# My sick lil gauges, pics inside!!!



## PatScottAKA99XE (Apr 30, 2002)

Carbon fiber mount










Serious oil sender hook-up










Go to my site for more info "whats new"page and "project page"


----------



## Guest (May 17, 2002)

does that company make a tachometer thats like that and around the same size?


----------



## PatScottAKA99XE (Apr 30, 2002)

zeroviper, they have 3 models of that type, 2 are 5" and one is 3-3/4". Check out the website. www.autometer.com. My gauges are Pro-Comp Ultra-Lite


----------



## barnoun (May 7, 2002)

PatScottAKA99XE said:


> *...My gauges are Pro-Comp Ultra-Lite *


Top of the line I see. Nice


----------



## XtremE (Apr 30, 2002)

so they r are up and working?


----------



## PatScottAKA99XE (Apr 30, 2002)

XtremE,

All but the water temp gauge.
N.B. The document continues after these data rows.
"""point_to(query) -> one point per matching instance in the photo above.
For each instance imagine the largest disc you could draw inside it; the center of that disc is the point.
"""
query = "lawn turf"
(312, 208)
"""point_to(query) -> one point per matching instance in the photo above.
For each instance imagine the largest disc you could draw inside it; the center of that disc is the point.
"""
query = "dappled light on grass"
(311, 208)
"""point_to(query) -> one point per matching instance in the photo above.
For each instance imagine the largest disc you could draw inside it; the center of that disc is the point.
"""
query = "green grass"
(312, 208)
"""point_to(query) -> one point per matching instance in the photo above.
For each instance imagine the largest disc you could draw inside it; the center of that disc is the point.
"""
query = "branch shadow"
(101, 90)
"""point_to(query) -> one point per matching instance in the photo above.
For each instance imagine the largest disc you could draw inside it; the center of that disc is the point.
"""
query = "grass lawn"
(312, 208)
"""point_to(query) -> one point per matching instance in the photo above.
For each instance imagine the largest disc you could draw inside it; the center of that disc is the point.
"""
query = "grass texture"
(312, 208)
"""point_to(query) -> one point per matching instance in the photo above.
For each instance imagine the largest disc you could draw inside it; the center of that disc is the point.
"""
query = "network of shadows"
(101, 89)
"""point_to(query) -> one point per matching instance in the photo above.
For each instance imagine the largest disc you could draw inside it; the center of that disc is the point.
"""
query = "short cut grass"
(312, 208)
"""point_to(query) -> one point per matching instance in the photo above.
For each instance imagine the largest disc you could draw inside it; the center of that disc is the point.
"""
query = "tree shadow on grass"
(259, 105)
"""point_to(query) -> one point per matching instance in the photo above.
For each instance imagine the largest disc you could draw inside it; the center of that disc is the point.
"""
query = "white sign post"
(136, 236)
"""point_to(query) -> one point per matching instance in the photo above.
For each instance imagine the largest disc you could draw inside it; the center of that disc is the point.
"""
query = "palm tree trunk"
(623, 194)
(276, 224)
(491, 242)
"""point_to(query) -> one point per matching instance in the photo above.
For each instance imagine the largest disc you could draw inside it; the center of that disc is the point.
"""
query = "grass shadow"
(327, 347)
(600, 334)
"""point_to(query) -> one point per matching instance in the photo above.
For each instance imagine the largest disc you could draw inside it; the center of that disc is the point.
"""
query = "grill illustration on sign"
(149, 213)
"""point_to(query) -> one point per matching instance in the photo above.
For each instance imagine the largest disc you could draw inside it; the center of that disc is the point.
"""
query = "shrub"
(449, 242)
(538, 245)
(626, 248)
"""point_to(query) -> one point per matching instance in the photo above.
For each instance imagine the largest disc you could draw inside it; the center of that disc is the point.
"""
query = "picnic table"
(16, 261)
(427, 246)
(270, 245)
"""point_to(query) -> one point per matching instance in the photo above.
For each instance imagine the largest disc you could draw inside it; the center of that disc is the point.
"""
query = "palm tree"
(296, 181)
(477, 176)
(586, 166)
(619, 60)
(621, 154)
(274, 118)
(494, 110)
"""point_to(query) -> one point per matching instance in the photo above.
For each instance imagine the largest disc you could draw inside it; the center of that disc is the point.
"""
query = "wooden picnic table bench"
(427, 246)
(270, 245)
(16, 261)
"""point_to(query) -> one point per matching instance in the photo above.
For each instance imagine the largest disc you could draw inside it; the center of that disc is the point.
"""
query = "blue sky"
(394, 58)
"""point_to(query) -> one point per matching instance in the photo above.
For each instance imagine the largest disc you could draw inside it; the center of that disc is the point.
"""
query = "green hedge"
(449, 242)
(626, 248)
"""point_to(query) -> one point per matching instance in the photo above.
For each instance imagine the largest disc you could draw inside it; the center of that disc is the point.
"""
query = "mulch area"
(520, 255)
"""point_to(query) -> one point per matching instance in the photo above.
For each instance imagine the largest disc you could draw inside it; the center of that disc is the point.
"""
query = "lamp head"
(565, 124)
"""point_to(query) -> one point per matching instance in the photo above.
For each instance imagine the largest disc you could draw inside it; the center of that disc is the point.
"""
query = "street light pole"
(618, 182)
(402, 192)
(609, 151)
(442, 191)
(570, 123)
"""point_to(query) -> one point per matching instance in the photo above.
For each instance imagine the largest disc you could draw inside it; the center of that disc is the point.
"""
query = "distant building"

I am having a hard time finding a good spot to put the Autometer temp sender in my cooling sytem.


----------



## Guest (May 18, 2002)

where can you buy them at? and how much were yours?


----------



## PatScottAKA99XE (Apr 30, 2002)

zeroviper,
I got mine at www.summitracing.com I spent almost $200 just for the gauges alone.


----------